Last Friday, the UN Basel Convention’s E-waste Africa Program reported their findings from studies in five West African countries (Benin, Côte d’Ivoire, Ghana, Liberia, and Nigeria) over the past three years. The report highlights the fact that poor African countries are not just helpless, unwitting victims of wealthier countries’ electronic trash. Africa, just like the rest of the world, has been catapulted into the information age—compared to ten years ago, ten times as many Africans have personal computers, and a hundred times as many have mobile phones.
From the report:
30% of the used EEE imported [into Ghana in 2009] was determined to be non-functioning (hence should have been defined as e-waste): half of this amount was repaired locally and sold to consumers and the other half was un-repairable.
It is unclear how much of the remaining imported used EEE functioned for a reasonable time after it was sold. This so called “near-end-of-life” equipment can be another major source of e-waste which was imported into West African countries as equipment but turned into waste in a relatively short time. However, it is assumed that in 2010 between 50 – 85% of e-waste was domestically generated out of the consumption of new or used EEE of good quality with a reasonable life-span. For the five selected West African countries, this is between 650,000 and 1,000,000 tonnes of domestic e-waste generated per annum, which at a certain point needs to be managed.
Controlling exports of WEEE from wealthy nations will not solve Africa’s e-waste problem. Rather, we need more reuse and repair worldwide, and better e-waste recycling practices within African countries.
Photo Credit: E-Waste Africa.
Comments
Good post. One point – the report says that material which was repaired (half of the 30 percent) “hence should have been defined as e-waste” is incorrect. The actual text of the Basel Convention specifically allows export for repair and refurbishment. http://retroworks.blogspot.com/2010/03/basel-convention-doesnt-say-that-does.html
Moreover, there is no distinction between repair under warranty (which would be legal in the PACE program and under HR2284) and non-warranty repair.

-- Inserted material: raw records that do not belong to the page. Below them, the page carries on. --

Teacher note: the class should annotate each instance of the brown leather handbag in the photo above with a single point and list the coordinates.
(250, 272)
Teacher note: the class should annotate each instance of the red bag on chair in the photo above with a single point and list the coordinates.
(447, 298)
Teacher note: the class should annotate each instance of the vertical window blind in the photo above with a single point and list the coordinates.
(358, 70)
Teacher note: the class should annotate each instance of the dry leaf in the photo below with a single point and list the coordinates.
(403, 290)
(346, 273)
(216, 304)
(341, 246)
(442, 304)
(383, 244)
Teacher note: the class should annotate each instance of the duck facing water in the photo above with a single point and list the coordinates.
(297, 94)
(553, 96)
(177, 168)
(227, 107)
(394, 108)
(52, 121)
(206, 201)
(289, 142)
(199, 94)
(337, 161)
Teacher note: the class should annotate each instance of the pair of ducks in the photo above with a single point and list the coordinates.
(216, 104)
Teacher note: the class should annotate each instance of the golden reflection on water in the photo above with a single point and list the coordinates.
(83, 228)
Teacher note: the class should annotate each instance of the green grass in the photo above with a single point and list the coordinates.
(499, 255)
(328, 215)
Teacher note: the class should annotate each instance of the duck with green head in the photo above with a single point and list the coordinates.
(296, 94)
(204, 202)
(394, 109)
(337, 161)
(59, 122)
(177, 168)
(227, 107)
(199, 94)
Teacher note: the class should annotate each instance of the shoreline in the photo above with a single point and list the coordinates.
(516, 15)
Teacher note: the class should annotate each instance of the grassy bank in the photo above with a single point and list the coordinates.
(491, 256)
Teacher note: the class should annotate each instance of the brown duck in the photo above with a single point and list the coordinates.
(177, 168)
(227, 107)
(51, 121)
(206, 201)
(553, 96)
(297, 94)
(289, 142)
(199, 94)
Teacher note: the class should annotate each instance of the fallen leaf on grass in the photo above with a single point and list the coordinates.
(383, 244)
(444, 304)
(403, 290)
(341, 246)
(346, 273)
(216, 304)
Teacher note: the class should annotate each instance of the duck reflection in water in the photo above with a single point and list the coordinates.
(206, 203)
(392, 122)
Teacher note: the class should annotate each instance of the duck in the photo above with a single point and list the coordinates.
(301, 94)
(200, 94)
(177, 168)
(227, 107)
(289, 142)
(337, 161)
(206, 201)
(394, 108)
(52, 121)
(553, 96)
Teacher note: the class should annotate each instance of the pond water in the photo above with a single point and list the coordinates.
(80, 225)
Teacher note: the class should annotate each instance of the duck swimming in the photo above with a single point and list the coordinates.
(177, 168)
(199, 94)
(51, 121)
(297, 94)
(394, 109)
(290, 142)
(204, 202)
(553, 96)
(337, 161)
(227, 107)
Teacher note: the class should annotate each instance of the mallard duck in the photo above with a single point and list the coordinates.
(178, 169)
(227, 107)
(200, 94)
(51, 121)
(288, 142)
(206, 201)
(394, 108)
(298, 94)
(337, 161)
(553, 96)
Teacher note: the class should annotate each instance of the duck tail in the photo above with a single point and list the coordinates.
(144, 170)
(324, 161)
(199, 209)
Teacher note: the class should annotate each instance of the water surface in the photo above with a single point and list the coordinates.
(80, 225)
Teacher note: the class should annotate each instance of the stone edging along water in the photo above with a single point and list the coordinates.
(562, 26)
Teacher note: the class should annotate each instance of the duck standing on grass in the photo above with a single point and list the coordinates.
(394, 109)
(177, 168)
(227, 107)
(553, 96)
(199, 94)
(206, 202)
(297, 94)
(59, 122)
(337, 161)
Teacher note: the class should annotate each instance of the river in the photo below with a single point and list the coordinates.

This is a distinction which forces the contract manufactures – subcontractor factories – to take back only through name brands (Dell, HP, etc.) which require the goods to be sold back under their terms. It’s an anti-white-box manufacturing distinction. Your Fixers community should be able to follow what that means and who is making the distinction (whether I repair under warranty or repair on my own to resell on my own). It doesn’t exist in Basel Convention international law, and I wonder why it’s being created. Any ideas?